Note to self on shortcomings as an essayist

You enjoy exploiting the work of others to stimulate intellectual insights. Granted, sometimes these insights shed a fair degree of illumination. But a serious problem is that you have a journalistic tendency to string insights and interesting tidbits together, later smoothing out dubious or ragged transitions (if you bother). The resulting essay may have some merit, but all too often the underlying purpose is hidden in a jungle of tangential themes. Unfortunately such a style may leave the reader puzzled as to what you are driving at.

This problem stems from your habit of working from a large number of notes, and also from, after the fact, trying to tack on material that is interesting and related. You might do better to write the outline of your essay without relying heavily on notes. Once you have a fairly good structure and have written your basic points, then you can weave in material from the notes -- if warranted.

Worse is your tendency to play Know-It-All. Aggravating. More humility needed.

Then there are the logico-mathematical blunders that insinuate themselves into your work. Sometimes the issue is straightforward brain freeze. At other times you become overconfident about some idea and plunge ahead heedless of the danger. And quite often such errors result from your attempt to analyze some point that isn't terribly relevant.

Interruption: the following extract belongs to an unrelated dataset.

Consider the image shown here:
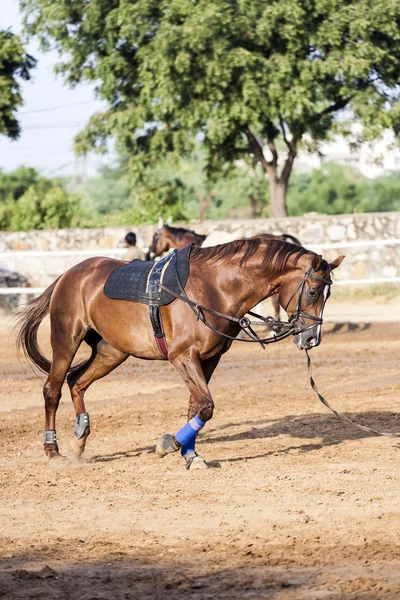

On occasion mathematician correspondents will point out an oversight or error, in which case at least you try to repair the damage. But even so the error has been propagated online in the meantime. At present, a number of your errors remain online for years as you have lost control of those pages. Quite often the issue is simply that you have no one close at hand with whom you can discuss such things. And of course these lapses obscure what you do get right, which on infrequent occasion has merit.